Брунир вылетел на ту освобожденную от листьев поляну, в центре которой стояла, окутанная нежным зеленоватым сиянием Таня. И, хотя этот пес не был выше деревьев - он все-таки был много выше любых псов - он по крайней мере на две головы возвышался над Таней, которая на фоне его перекатывающихся, из тьмы сотканных боков казалась необычайно хрупкой. У Михаила был даже порыв бросится назад, погибнуть вместе с нею - такой прекрасной. Но он не успел этого сделать, так как в то же мгновенье, окружающее это место многочисленные листья встали стенами, стремительно, со свистом закружились, и вдруг, словно морские валы метнулись на штурм утеса - Брунира. Раздался яростный вой этого чудовищного пса, а дальнейшего Михаил уже не видел.
* * *
Раньше чем Михаил успел опомнится и парк, и город его остался далеко позади. Ковер нес его с невероятное скоростью, при которой встречный ветер сразу бы должен был вырвать его, закружить, метнуть на землю. Однако, Михаил совсем не чувствовал ветра - его лица касалось солнцем согретое, благоуханное дыхание, и все казалось ему, что рядом с ним по прежнему Таня.
Он смотрел назад, и видел как там в отдалении стремительно тает электрическое, отражающееся от низких туч свечение родного города. Низкие то тучи низкие, но, по крайней мере, двести метров их отделяло от земли, и на этой же высоте, едва не касаясь этих стремительных, грозящих посыпать снегом увалов нес его стремительный ковер. Вот сияние города померкло в отдалении, теперь на фоне темно-серой земли отлетали назад непроницаемо черные леса, перелески; словно трещины в великую бездну вытягивались там черные реки. Еще несколько слабых электрических пятен отлетели назад - это были деревеньки; затем долгое время никакого света не было, и только по почти неуловимо отлетающим назад лесным массивам, понял Михаил, что ковер еще ускорил свое движение.

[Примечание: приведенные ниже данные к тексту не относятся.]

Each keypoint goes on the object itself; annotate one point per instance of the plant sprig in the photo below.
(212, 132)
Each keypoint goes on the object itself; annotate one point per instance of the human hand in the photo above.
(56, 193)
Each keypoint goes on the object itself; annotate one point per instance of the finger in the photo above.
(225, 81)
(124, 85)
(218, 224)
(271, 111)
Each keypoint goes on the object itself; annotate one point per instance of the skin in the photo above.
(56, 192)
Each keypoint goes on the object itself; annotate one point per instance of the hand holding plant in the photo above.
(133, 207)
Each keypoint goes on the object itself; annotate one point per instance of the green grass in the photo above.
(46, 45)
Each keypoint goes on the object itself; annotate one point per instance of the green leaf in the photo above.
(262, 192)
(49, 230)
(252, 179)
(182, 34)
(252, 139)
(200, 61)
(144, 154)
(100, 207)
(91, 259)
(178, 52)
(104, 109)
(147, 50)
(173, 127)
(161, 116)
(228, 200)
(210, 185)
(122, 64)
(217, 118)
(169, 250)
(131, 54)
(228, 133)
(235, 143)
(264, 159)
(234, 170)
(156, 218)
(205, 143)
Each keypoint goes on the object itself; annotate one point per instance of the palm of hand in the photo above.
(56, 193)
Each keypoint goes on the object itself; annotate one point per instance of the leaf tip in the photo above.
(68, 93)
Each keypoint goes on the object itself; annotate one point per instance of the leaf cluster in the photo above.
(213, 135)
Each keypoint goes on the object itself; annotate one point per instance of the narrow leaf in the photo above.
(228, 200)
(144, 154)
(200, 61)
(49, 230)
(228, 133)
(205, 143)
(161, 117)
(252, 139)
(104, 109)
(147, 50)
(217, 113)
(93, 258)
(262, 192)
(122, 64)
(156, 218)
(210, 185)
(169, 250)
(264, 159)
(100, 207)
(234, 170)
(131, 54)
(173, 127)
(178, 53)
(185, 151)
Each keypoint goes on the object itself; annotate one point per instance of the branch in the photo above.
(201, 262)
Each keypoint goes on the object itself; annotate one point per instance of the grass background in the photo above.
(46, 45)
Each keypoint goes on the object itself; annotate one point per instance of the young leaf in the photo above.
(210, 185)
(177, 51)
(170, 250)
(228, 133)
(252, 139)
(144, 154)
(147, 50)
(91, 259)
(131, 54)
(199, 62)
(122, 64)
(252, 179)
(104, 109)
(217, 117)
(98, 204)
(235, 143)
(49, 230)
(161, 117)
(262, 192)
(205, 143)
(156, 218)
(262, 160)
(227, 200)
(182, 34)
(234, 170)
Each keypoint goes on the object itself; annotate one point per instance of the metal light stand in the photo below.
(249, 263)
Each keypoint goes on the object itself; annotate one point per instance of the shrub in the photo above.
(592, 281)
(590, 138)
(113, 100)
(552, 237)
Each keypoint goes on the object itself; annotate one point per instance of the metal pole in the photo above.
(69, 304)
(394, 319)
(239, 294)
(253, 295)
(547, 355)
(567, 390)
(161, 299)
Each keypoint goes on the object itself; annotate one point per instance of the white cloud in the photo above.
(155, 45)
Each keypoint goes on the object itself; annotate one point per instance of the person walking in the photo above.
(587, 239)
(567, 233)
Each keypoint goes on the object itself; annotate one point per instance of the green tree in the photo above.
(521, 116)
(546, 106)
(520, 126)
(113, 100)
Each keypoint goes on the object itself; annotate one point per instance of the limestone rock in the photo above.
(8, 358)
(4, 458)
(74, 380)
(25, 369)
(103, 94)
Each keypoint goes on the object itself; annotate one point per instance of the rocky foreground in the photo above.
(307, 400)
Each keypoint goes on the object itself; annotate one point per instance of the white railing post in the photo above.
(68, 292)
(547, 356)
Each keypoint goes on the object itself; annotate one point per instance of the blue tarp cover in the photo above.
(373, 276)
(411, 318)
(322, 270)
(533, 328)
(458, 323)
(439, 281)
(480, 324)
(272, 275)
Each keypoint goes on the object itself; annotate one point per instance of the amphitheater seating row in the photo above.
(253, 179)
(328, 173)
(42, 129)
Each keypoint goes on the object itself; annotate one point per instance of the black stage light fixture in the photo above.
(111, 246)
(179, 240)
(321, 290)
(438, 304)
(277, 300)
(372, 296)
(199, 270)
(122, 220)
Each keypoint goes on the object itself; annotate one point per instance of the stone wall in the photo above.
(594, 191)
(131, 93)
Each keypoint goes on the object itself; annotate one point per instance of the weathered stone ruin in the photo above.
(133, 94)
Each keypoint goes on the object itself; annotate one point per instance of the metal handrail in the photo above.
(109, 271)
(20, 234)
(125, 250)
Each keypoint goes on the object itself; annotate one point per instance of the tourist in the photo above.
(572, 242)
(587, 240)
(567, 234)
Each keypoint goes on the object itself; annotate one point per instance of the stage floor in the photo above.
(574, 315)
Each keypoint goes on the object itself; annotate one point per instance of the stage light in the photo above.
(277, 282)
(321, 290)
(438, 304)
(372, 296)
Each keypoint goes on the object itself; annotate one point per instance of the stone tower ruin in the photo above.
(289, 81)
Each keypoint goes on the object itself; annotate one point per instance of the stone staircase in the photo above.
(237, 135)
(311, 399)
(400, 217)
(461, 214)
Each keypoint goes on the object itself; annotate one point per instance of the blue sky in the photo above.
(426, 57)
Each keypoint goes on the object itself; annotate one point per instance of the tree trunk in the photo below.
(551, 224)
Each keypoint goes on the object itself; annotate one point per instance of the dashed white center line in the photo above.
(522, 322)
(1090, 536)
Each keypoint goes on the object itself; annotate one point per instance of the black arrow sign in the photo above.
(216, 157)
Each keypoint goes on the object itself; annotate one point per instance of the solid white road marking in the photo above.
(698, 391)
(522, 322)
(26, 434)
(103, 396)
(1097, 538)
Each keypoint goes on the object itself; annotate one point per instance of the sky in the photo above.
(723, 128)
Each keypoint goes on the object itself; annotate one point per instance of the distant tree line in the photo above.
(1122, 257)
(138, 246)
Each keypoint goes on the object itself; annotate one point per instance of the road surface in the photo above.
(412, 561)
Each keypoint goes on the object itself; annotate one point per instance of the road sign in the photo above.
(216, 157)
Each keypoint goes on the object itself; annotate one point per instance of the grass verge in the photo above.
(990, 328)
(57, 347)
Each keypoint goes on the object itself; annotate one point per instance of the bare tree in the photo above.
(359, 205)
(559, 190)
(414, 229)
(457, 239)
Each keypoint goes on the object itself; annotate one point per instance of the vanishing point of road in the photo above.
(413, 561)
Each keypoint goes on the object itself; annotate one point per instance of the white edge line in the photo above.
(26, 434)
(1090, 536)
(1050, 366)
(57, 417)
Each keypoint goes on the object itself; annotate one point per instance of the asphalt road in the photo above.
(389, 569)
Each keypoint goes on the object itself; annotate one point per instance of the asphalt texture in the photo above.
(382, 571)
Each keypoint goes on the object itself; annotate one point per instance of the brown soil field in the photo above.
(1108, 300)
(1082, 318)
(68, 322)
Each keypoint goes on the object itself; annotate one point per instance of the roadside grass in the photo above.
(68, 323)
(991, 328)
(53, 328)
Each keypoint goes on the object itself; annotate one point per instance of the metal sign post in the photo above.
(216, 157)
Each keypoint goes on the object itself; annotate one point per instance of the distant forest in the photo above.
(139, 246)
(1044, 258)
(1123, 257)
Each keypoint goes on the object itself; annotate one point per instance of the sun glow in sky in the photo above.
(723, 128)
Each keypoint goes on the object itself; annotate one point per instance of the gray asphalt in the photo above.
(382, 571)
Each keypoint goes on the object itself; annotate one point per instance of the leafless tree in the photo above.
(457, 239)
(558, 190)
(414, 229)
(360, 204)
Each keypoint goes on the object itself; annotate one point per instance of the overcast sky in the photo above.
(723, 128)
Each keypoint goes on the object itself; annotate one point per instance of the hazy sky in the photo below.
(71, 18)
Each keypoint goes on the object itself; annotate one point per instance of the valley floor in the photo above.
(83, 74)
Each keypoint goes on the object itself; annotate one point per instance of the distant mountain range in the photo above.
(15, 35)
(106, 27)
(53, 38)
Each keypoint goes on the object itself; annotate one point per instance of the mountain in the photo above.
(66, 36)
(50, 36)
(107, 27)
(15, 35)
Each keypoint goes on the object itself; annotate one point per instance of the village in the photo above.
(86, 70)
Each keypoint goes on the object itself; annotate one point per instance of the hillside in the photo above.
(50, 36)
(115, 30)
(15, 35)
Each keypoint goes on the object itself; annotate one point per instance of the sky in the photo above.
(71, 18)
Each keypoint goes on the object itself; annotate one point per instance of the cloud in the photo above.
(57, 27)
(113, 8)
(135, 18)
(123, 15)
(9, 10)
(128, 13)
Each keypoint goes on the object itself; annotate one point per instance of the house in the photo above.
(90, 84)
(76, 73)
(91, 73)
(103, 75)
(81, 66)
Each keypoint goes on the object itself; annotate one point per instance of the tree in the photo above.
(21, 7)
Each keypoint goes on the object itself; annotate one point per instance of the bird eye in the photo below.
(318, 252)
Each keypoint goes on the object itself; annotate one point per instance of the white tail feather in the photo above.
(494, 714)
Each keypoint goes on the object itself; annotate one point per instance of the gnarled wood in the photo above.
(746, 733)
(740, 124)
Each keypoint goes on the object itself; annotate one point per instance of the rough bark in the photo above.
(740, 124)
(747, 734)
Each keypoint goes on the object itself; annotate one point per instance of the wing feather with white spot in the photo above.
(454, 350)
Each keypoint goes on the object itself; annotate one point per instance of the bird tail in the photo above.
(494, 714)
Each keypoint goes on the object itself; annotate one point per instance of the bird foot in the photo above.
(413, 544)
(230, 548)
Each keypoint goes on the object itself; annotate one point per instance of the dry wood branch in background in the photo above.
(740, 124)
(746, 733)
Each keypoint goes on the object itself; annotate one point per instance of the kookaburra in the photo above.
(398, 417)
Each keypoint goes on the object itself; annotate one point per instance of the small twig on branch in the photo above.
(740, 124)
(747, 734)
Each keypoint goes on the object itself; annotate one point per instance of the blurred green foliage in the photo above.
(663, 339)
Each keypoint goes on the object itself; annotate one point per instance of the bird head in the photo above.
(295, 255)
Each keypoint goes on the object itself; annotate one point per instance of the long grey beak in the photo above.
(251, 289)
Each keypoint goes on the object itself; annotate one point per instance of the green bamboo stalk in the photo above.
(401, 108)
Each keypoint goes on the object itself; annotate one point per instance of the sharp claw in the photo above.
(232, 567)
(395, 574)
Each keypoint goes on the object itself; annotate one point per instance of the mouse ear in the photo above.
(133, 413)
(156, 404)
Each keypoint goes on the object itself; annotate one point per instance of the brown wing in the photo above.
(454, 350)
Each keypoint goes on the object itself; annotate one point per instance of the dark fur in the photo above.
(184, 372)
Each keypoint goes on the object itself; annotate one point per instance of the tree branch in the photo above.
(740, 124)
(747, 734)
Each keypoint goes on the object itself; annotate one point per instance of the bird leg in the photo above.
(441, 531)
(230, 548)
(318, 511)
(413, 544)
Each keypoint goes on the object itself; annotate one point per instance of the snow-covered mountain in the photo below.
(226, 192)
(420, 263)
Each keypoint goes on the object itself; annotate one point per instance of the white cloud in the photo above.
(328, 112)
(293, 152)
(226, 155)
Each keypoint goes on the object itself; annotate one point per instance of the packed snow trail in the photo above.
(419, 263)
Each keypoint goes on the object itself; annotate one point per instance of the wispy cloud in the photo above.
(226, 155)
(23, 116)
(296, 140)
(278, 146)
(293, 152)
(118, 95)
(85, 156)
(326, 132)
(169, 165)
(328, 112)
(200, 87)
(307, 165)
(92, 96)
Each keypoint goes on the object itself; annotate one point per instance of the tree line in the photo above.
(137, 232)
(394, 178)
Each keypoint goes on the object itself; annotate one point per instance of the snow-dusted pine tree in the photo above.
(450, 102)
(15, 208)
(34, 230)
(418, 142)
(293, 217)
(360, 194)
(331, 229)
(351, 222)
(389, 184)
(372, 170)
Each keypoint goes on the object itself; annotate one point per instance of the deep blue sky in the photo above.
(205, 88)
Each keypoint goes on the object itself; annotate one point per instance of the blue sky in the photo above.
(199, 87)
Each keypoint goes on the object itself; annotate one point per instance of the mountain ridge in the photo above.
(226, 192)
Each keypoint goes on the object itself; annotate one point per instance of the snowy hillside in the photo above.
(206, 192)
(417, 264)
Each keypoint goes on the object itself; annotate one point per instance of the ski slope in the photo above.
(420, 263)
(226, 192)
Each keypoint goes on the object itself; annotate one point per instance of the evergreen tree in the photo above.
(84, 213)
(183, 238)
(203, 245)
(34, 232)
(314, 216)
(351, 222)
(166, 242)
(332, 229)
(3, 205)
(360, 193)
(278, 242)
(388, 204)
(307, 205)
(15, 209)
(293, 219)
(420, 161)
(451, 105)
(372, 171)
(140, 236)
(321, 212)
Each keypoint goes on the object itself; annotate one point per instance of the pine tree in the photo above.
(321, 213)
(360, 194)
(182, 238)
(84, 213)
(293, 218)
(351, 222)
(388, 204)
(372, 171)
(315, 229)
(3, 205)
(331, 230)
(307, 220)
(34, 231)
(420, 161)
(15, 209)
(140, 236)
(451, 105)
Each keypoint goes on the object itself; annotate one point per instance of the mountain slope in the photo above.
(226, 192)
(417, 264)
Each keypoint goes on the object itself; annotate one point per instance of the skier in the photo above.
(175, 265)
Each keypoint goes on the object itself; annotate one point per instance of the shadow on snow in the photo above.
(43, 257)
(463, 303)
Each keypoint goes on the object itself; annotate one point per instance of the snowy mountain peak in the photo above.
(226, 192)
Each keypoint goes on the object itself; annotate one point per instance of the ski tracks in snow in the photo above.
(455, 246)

Некоторое время он смотрел на все это, таящее позади, и ни о чем не думал. Потом задумался: "На сколько я уже отлетел?.. Ведь он несется гораздо быстрее любого самолета, даже сверхзвукового, и уже так долго это продолжается. Вон поле промелькнуло в одно мгновенье, а ведь широченное поле - часа два надо, чтобы ногами его пройти... Должно быть, уже за тысячу километров, а то и за две..." - Тут вздыбилась и тут же исчезла позади рокочущая, вздымающаяся пенными брызгами прибрежная полоса, и вот потянулось под ним бурное, темное море. Весь этот простор был покрыт высоченными валами, они рокотали, с грохотом падали. Там, среди них, виделись маленькие, слабенькие крапинки - огни попавших в эту бурю кораблей. И Михаилу стало жалко тех людей, захотелось им помочь, а вместе с тем стало жалко и себя, он почувствовал себя одиноким, оторванным от дома. И ему было бы намного, намного тяжелее, если бы не нежное весеннее дыхании весны-Тани, которое согревало его.